LeetCode 139 - Word Break

Difficulty: 🟡 Medium
Topics: Array, Hash Table, String, Dynamic Programming, Trie, Memoization

Solution

Problem Understanding

The problem asks us to determine whether a given string s can be broken into a sequence of valid words from a given dictionary wordDict. Essentially, we need to check if we can insert spaces into s such that every substring separated by these spaces exists in the dictionary. The input consists of a string s with lowercase English letters and a list of unique lowercase words wordDict. The output is a boolean indicating whether such a segmentation exists.

The constraints tell us that the length of s is up to 300 characters and the dictionary can contain up to 1000 words, each up to 20 characters long. These constraints suggest that naive solutions that explore all possible segmentations recursively could be too slow, as the number of combinations can grow exponentially. Important edge cases include an empty string, a string where no words match, and cases where a valid segmentation requires reusing the same word multiple times.

Approaches

The brute-force approach is to try every possible segmentation of the string. For each index in the string, we can recursively check if the substring from the current index to the end can be segmented using words in the dictionary. While this guarantees correctness, it is extremely slow because it explores all combinations of segmentations.

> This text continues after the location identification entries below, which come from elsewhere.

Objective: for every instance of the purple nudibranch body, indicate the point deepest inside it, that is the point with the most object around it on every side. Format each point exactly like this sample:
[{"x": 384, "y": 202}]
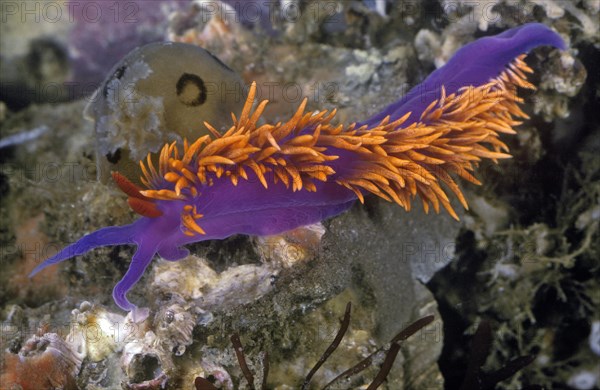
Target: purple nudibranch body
[{"x": 210, "y": 192}]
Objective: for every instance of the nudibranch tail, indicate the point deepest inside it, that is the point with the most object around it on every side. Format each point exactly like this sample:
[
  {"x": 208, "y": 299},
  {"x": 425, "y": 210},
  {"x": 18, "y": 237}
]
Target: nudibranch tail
[{"x": 112, "y": 235}]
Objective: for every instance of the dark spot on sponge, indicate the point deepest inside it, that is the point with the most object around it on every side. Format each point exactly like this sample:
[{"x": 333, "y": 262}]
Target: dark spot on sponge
[
  {"x": 119, "y": 72},
  {"x": 114, "y": 158},
  {"x": 191, "y": 90}
]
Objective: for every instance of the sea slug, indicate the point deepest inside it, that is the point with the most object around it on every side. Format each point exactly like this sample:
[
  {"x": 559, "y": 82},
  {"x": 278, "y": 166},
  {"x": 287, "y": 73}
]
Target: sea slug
[{"x": 266, "y": 179}]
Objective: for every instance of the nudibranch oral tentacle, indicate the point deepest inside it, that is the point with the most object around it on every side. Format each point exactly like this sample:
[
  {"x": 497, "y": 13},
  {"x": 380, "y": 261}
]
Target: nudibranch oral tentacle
[{"x": 266, "y": 179}]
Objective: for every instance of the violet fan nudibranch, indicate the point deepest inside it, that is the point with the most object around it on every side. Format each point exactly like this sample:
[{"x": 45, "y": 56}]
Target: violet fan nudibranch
[{"x": 267, "y": 179}]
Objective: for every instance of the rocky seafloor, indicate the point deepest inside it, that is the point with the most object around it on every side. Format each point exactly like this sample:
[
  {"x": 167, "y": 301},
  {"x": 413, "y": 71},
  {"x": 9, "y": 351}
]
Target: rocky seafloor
[{"x": 524, "y": 260}]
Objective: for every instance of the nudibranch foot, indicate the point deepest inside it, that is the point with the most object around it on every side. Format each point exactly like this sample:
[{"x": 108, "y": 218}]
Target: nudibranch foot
[{"x": 267, "y": 179}]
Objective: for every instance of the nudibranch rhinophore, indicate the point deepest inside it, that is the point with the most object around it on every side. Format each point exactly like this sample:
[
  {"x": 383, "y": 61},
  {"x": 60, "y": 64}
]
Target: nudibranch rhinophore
[{"x": 266, "y": 179}]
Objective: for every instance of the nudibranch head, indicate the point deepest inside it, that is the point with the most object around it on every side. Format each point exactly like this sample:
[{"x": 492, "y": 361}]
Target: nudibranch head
[
  {"x": 264, "y": 179},
  {"x": 159, "y": 93}
]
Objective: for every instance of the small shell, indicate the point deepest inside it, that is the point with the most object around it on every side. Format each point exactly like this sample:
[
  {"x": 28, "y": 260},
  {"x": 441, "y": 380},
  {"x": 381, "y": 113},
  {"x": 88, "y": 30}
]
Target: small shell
[
  {"x": 46, "y": 362},
  {"x": 97, "y": 333},
  {"x": 174, "y": 325}
]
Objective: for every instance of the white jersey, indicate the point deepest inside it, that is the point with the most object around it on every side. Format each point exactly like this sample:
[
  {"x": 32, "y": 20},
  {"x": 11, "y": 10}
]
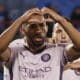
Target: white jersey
[
  {"x": 71, "y": 75},
  {"x": 46, "y": 65}
]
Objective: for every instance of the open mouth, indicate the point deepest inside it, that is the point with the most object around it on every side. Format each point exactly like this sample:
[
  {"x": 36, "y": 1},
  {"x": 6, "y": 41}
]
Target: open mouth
[{"x": 38, "y": 38}]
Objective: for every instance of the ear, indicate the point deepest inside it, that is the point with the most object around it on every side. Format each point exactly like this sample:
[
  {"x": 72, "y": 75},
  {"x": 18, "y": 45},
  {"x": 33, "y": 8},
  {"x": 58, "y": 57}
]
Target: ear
[{"x": 22, "y": 31}]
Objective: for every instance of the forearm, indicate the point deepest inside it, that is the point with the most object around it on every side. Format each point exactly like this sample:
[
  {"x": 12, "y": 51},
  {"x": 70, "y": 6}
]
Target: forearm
[
  {"x": 69, "y": 28},
  {"x": 7, "y": 36}
]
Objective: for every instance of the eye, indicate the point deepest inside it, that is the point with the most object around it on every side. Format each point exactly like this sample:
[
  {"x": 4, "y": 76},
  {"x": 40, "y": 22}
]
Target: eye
[
  {"x": 42, "y": 24},
  {"x": 59, "y": 31},
  {"x": 32, "y": 26}
]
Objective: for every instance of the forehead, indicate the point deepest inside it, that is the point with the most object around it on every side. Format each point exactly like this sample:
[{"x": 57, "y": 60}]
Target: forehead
[
  {"x": 37, "y": 18},
  {"x": 58, "y": 27}
]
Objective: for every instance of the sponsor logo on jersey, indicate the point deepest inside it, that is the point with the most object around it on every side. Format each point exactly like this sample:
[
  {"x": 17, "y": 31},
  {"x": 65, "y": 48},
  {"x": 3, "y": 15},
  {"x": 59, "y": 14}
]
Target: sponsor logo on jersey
[
  {"x": 34, "y": 73},
  {"x": 77, "y": 72},
  {"x": 45, "y": 57}
]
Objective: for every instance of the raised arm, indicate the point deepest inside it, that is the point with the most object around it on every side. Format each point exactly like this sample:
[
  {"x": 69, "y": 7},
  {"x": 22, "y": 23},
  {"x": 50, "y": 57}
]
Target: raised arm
[
  {"x": 68, "y": 27},
  {"x": 7, "y": 36}
]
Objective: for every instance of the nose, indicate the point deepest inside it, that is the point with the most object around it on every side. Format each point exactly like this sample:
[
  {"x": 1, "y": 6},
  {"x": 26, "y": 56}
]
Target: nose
[{"x": 63, "y": 36}]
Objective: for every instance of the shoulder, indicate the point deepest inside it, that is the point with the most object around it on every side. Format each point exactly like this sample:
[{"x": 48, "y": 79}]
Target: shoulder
[
  {"x": 63, "y": 45},
  {"x": 17, "y": 42}
]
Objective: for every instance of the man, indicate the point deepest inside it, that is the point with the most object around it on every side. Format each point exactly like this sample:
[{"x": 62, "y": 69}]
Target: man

Its time complexity is exponential, O(2^n), where n is the length of the string, due to the combinatorial explosion of possible splits.

The key insight to improve the solution is to use dynamic programming. We can maintain a boolean array dp of size len(s) + 1, where dp[i] indicates whether the substring s[0:i] can be segmented using the dictionary. For each position i, we check all previous positions j where dp[j] is true and s[j:i] exists in the dictionary. This avoids redundant computation by building solutions for smaller substrings and reusing them for larger substrings.

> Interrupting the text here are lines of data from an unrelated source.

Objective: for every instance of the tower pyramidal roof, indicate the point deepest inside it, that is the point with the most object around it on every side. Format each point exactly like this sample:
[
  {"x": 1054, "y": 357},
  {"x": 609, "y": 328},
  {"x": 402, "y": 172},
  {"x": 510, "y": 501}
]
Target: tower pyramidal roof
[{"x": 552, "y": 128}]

Approach	Time Complexity	Space Complexity	Notes
Brute Force	O(2^n)	O(n)	Recursively checks all substring combinations
Dynamic Programming	O(n^2 * m)	O(n + k)	Checks all substring ends with dictionary lookup; m = max word length, k = number of words

Algorithm Walkthrough

Convert wordDict into a set for O(1) lookups. This is important because we will repeatedly check if a substring exists in the dictionary.
Initialize a boolean array dp of size len(s) + 1. Set dp[0] = True to represent the empty string being segmentable.
Iterate over the string using index i from 1 to len(s). For each i, iterate backwards with index j from 0 to i.
For each j, check if dp[j] is True (meaning s[0:j] is segmentable) and if s[j:i] is in the dictionary.
If both conditions are met, set dp[i] = True and break the inner loop because we found a valid segmentation ending at i.
After filling the array, dp[len(s)] contains the answer for the full string.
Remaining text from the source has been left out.